So this fall he and his colleagues are collecting seeds from the city’s old, stalwart trees, some to plant and some to share with nursery and architecture companies.
They're sprouting the acorns they collect, and come spring, will give away hundreds of young oaks for free to the public.
At opentreemap.org/torontoravines, they've made a map 500 of Toronto’s oldest trees, and are working on making it user-friendly enough to be the basis of a massive, crowd-sourced citizen science project.
For now, “People can go discover them and take pictures or write poems about them, whatever they want to do. And they can collect different (seeds to plant) like Pokémon,” Davies said.
The goal is to locate the largest (and therefore likely oldest) tree belonging to each of 70-plus native species, both in the city overall and in each ward.
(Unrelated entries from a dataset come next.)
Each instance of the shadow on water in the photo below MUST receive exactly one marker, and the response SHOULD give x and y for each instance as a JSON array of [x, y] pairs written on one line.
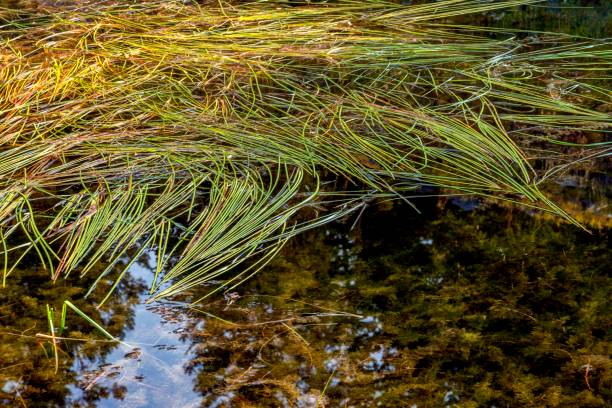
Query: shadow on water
[[466, 303]]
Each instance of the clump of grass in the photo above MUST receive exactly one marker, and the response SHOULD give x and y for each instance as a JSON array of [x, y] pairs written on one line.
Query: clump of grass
[[127, 125]]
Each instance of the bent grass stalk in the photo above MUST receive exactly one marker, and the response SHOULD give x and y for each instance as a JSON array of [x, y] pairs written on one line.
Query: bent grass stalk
[[133, 124]]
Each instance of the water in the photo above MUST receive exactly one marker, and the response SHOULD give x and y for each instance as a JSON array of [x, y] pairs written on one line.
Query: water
[[466, 304]]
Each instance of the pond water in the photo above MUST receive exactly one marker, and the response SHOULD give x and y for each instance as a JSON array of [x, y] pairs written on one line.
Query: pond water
[[466, 303]]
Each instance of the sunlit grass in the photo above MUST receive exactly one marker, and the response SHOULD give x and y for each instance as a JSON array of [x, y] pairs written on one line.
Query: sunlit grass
[[201, 132]]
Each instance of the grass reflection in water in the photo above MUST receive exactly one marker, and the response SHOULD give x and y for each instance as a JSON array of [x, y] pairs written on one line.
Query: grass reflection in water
[[485, 307]]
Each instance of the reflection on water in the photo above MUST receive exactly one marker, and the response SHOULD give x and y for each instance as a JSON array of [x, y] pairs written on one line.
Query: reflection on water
[[465, 304]]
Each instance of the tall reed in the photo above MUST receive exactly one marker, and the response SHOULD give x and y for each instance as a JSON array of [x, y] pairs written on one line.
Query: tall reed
[[201, 131]]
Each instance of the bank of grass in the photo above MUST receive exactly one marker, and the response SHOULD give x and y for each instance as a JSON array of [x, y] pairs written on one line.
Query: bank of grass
[[200, 131]]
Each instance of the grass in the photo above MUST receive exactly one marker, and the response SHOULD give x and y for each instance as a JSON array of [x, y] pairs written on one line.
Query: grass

Some wards are seriously lacking in trees. Biodiversity in Toronto’s ravines, where some of the oldest trees stand, is being choked by invasive species like Norway Maple, Davies said.
Seeds aren’t the only reason to protect and love large, old, native trees. They’re ecosystems in their own right, attracting countless insect species and birds and creating a radius of increased biodiversity that extends for kilometres, Davies said.
“They’re big, they’re beautiful, they’re pretty rare and they need our help. They’re kind of like elephants or something; elephants of the forest.”